Disclosure of Invention
The invention provides a grabbed object identification method based on fusion of a touch vibration signal and a visual image, aiming at making up for the defects in the prior art.
The invention is realized by the following technical scheme:
an object description generation method based on machine vision and tactile perception is characterized by comprising the following steps:
s1, preprocessing the visual and tactile original data;
s2, inputting the collected visual and tactile information into a two-dimensional convolution neural network and a one-dimensional convolution neural network respectively, and connecting the eigenvectors output by the two neural networks in series to obtain a visual and tactile fusion eigenvector;
s3, inputting the obtained visual-touch fusion characteristic vector into two fully-connected network branches, wherein the first fully-connected network is used for identifying and classifying objects, and the second fully-connected network is used for identifying physical attributes of the objects;
and S4, embedding the classification results and the physical attributes obtained by the two fully-connected networks into the object description sentences in the form of keywords.

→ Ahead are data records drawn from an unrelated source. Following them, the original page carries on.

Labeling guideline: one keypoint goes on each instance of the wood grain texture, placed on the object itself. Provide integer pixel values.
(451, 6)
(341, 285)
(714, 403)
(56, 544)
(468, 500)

Further, in order to better implement the present invention, in S1, the method for acquiring visual information includes transforming the original high-pixel image into a picture with a pixel value of 300 × 300, and randomly generating 30% offset processing on the brightness, contrast, and saturation of the picture to obtain the final image to be input.
Further, in order to better implement the present invention, in S1, the method for acquiring the haptic information includes cutting data by using matlab software, and compressing the multidimensional data with different lengths to finally obtain the haptic data with the same length.
Further, in order to better implement the present invention, in S2, the visual information and the tactile information are input in pairs, the visual information is input into the two-dimensional convolutional neural network, and the tactile information is input into the one-dimensional convolutional neural network; three layers of one-dimensional convolutional neural networks are used for processing the tactile information, and the RELU function is used as the activation function; the densnet169 model is used for visual information processing.
Further, in order to better implement the present invention, in S3, the supervised labels used by the two fully-connected networks are in the form of labels in a standard multi-class task and a multi-label task, the neural network with multi-branch output has two branches and two loss functions, the cross-entropy loss function is used in the multi-class task, and the loss function used in the multi-label task is a multi-label class loss function multilabel software label loss () provided by the pytorch neural network architecture.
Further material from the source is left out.